Hervé Morin est longuement revenu sur les circonstances de l'embuscade qui a causé la mort des 10 soldats français. Il a qualifié l'attaque du 18 août d'"opération extrêmement concertée", en soulignant que les "insurgés, d'après nos informations une petit centaine, ont attaqué simultanément" les différentes unités de la patrouille, soldats français de tête, afghans un peu plus loin et français restés en arrière. Il a estimé que l'objectif des talibans était de "marquer les esprits, couper nos forces du soutien des opinions publiques, faire douter les opinions".

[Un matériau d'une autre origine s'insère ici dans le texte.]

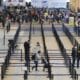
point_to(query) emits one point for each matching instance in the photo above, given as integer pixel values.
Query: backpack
(33, 57)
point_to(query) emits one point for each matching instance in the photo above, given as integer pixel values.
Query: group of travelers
(75, 55)
(36, 56)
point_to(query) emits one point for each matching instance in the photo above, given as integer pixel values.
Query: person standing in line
(8, 22)
(37, 52)
(78, 56)
(27, 49)
(74, 54)
(36, 60)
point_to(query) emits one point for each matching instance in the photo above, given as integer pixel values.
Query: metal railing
(50, 75)
(7, 58)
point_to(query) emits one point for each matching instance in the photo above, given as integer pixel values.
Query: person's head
(38, 44)
(39, 52)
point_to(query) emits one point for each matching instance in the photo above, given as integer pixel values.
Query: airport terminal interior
(39, 41)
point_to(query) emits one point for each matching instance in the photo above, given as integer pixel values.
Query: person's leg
(73, 62)
(77, 62)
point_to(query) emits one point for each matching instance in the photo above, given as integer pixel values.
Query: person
(8, 24)
(78, 56)
(74, 54)
(27, 48)
(38, 47)
(44, 61)
(36, 60)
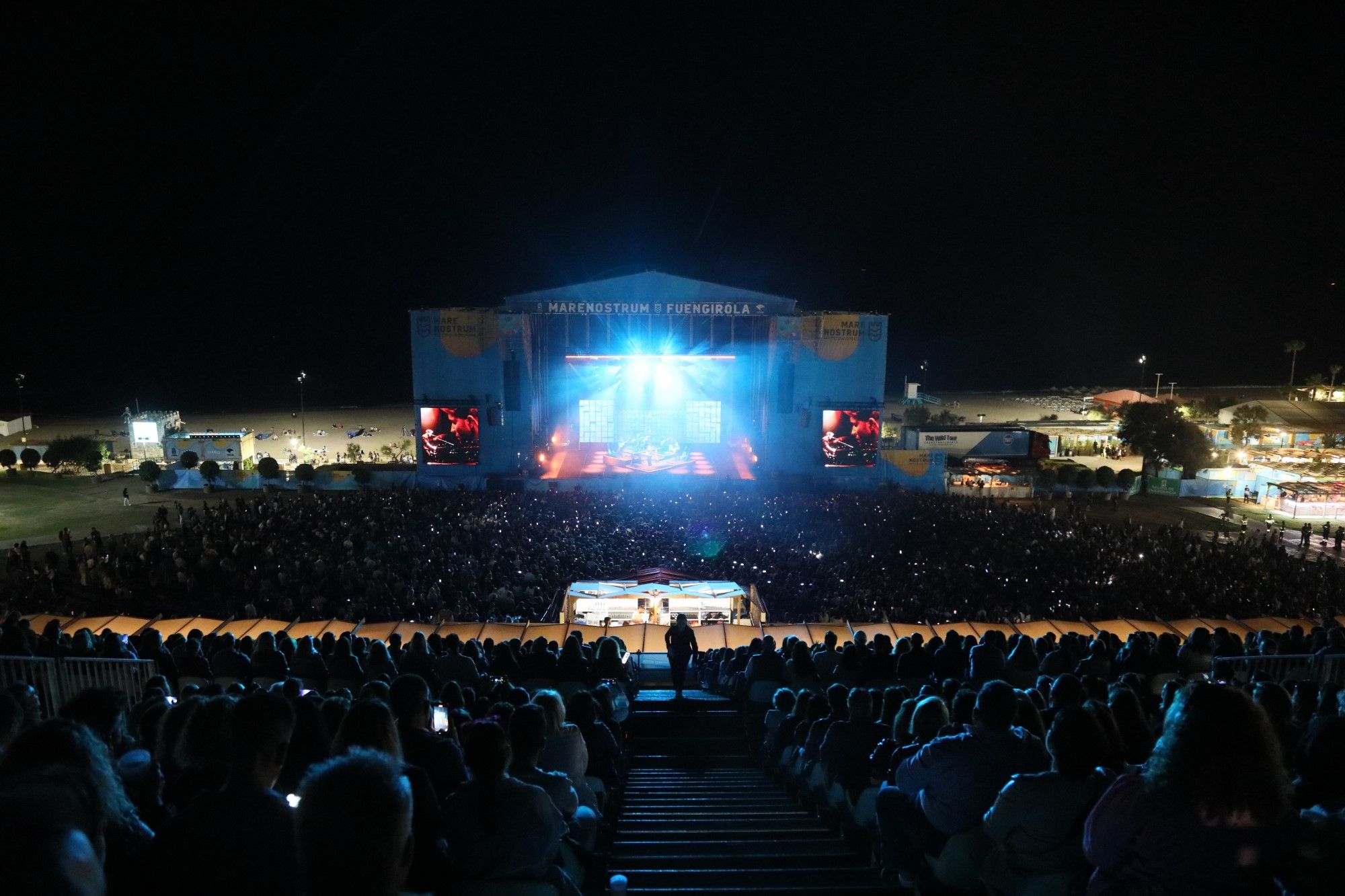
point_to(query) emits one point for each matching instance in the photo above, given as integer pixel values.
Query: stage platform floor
(586, 462)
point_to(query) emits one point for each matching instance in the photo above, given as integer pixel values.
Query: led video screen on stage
(451, 435)
(851, 438)
(648, 401)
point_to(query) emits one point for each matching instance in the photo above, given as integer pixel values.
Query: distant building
(11, 424)
(228, 448)
(1289, 424)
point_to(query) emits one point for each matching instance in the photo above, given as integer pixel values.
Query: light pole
(18, 381)
(303, 428)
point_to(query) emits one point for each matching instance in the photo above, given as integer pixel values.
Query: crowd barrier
(1291, 666)
(60, 680)
(649, 637)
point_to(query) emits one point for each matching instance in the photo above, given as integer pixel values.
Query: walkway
(701, 818)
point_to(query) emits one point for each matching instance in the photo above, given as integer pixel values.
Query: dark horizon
(205, 201)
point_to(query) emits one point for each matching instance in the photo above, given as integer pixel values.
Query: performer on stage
(681, 645)
(432, 444)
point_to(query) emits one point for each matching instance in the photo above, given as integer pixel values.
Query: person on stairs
(681, 645)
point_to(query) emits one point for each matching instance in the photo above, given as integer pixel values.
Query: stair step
(820, 846)
(696, 803)
(761, 860)
(735, 833)
(701, 817)
(753, 877)
(719, 811)
(840, 887)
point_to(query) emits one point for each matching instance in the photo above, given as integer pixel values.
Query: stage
(644, 381)
(594, 462)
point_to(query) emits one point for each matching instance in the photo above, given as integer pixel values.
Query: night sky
(202, 201)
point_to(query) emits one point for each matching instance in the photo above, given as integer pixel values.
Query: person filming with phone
(438, 754)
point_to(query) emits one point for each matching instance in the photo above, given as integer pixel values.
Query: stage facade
(648, 378)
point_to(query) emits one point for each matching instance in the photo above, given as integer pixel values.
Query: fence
(1292, 666)
(60, 680)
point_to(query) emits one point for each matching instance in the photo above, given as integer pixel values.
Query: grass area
(1153, 510)
(1265, 514)
(37, 506)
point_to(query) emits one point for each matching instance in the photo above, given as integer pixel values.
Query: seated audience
(354, 825)
(1210, 811)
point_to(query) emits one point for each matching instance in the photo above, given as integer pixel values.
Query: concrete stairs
(701, 818)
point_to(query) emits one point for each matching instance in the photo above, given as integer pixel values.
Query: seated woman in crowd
(566, 749)
(1207, 815)
(1038, 821)
(498, 827)
(371, 724)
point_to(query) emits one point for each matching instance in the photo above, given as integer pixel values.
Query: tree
(1293, 348)
(1247, 423)
(917, 416)
(1161, 435)
(1210, 407)
(268, 469)
(395, 451)
(73, 452)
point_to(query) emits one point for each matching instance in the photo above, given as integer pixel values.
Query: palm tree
(1293, 348)
(1316, 381)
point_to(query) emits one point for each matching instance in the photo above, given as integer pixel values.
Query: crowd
(377, 782)
(488, 556)
(1061, 764)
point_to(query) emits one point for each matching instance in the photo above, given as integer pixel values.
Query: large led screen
(851, 438)
(451, 435)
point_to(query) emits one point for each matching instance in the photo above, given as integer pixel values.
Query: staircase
(703, 818)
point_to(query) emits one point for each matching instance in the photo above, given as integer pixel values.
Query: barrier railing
(60, 680)
(1291, 666)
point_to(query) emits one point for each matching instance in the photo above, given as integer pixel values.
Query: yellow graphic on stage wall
(913, 463)
(466, 333)
(832, 337)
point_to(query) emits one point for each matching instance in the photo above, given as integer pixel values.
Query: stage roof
(652, 286)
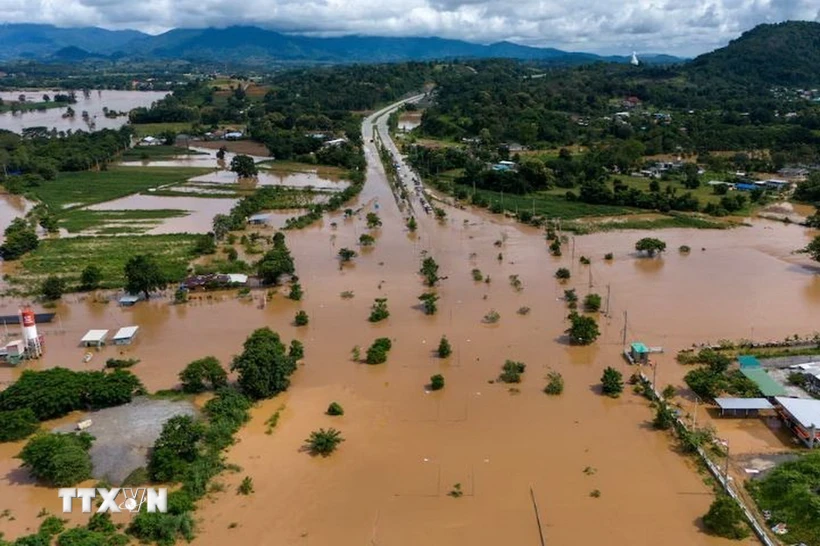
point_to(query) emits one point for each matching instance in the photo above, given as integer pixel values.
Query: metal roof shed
(125, 336)
(94, 338)
(747, 361)
(742, 404)
(804, 410)
(767, 385)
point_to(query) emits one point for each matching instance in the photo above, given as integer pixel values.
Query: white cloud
(684, 27)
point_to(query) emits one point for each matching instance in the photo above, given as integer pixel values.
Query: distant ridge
(248, 44)
(785, 54)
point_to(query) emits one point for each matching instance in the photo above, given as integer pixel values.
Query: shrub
(725, 519)
(60, 460)
(444, 349)
(428, 303)
(203, 374)
(555, 383)
(297, 350)
(378, 311)
(17, 424)
(583, 330)
(323, 441)
(377, 353)
(492, 317)
(53, 288)
(295, 291)
(264, 367)
(612, 383)
(664, 417)
(121, 363)
(592, 303)
(246, 486)
(346, 254)
(301, 318)
(511, 372)
(650, 245)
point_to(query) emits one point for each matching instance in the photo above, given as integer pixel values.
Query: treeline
(506, 101)
(41, 153)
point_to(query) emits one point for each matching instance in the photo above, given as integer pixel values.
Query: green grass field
(154, 153)
(125, 221)
(68, 257)
(76, 189)
(153, 129)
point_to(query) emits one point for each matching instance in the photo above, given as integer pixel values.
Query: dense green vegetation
(59, 460)
(790, 493)
(68, 391)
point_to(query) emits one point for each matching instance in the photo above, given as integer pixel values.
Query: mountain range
(251, 45)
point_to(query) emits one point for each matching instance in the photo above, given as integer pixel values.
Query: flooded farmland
(405, 447)
(119, 101)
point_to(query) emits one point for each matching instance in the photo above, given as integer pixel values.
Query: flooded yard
(405, 447)
(120, 101)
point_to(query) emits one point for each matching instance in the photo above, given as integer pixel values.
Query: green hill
(785, 54)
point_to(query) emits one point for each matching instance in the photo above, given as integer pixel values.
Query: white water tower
(31, 339)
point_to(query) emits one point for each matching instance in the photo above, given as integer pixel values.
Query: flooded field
(199, 219)
(405, 447)
(120, 101)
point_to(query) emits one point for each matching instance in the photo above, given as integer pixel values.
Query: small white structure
(237, 278)
(126, 335)
(94, 338)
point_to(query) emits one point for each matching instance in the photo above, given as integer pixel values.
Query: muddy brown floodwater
(406, 448)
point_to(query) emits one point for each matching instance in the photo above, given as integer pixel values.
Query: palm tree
(323, 441)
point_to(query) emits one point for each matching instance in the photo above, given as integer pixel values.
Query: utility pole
(726, 467)
(625, 318)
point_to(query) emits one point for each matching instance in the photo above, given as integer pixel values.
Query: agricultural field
(154, 153)
(68, 257)
(76, 189)
(112, 222)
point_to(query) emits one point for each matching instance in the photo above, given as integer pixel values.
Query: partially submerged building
(803, 417)
(94, 338)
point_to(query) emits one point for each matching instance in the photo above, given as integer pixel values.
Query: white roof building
(94, 337)
(125, 335)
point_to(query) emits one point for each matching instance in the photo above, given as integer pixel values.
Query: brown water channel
(120, 101)
(405, 448)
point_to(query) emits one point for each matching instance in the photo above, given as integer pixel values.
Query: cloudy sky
(683, 27)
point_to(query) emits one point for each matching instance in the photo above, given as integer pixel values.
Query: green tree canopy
(60, 460)
(244, 166)
(143, 275)
(203, 374)
(264, 367)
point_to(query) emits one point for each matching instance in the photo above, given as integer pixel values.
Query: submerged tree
(264, 367)
(612, 383)
(244, 166)
(323, 441)
(143, 275)
(428, 302)
(650, 245)
(429, 270)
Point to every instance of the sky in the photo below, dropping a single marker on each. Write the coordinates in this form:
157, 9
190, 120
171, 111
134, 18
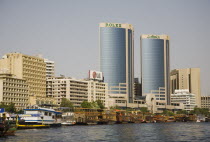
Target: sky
67, 31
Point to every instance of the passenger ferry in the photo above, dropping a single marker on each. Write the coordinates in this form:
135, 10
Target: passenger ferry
39, 117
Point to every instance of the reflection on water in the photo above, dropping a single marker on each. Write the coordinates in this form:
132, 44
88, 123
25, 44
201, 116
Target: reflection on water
117, 133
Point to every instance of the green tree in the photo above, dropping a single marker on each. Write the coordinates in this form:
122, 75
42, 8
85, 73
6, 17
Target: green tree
66, 103
144, 109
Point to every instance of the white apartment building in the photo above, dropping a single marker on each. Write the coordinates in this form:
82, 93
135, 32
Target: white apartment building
75, 90
50, 68
97, 91
14, 90
185, 97
156, 102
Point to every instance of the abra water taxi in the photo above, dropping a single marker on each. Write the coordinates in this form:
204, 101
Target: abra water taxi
39, 117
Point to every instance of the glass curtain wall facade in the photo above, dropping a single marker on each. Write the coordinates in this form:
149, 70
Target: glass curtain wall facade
155, 64
116, 55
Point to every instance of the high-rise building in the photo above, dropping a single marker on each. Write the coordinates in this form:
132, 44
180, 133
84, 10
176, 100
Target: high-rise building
116, 57
188, 78
137, 88
155, 64
30, 68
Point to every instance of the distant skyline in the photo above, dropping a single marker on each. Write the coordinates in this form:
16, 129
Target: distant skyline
67, 31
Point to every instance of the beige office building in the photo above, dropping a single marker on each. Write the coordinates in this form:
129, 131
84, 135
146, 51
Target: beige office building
97, 91
30, 68
13, 90
205, 102
50, 68
188, 78
76, 90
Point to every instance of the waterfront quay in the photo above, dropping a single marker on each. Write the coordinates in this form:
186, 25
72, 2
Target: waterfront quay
144, 132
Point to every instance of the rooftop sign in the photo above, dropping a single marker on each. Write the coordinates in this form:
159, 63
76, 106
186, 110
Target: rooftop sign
153, 36
113, 25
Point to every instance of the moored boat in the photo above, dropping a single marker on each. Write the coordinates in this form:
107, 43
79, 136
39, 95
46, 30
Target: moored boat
38, 117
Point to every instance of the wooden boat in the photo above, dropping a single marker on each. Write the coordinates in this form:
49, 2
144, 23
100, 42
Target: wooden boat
159, 118
7, 127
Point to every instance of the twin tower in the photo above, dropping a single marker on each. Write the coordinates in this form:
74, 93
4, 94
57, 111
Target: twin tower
117, 60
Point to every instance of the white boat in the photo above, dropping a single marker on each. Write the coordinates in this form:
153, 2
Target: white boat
40, 115
198, 120
68, 119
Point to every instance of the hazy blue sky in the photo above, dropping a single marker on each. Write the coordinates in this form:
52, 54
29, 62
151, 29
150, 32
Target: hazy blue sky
66, 31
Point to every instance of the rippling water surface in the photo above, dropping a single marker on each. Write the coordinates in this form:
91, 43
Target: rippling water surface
117, 133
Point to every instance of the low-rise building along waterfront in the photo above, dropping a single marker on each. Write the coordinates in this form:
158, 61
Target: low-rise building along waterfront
185, 97
205, 102
50, 68
76, 90
188, 78
14, 90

"Le risque zéro n'existe pas"
"Evidemment nous mettons tout en oeuvre pour protéger nos soldats. Nos soldats sont bien équipés, ce sont tous des professionnels aguerris prêts au combat dans des situations les plus extrêmes", a ajouté le ministre, en référence aux critiques, notamment de certaines familles de militaires tués dans l'embuscade. "Mais le risque zéro n'existe pas dans les armées, nous ne pouvons que limiter ces risques au maximum", a-t-il toutefois souligné.
Hervé Morin a réaffirmé l'engagement de la France en Afghanistan, expliquant que la France n'avait "pas le droit de perdre", car "ce qui se passe an Afghanistan concerne notre sécurité et la sécurité de nos concitoyens". Rappelant que les voisins de l'Afghanistan sont l'Iran et le Pakistan, il affirmé qu'Islamabad, "de toute évidence, doit faire l'objet d'une pression internationale beaucoup plus forte qu'actuellement pour ne pas servir de base arrière aux talibans".
Bernard Kouchner a ensuite détaillé la stratégie française, estimant que les difficultés rencontrés sur place "ne devait pas justifier un renoncement". Tout en constatant de "vrais progrès pour la société civile", le ministre des Affaires étrangères a reconnu que les droits de l'Homme connaissaient, en Afghanistan, "une évolution inquiétante."
Le PS a estimé dans la soirée dans sa "majorité" qu'un retrait des troupes françaises d'Afghanistan aurait "des conséquences graves, incalculables", a déclaré mardi son secrétaire national pour les questions internationales, Pierre Moscovici.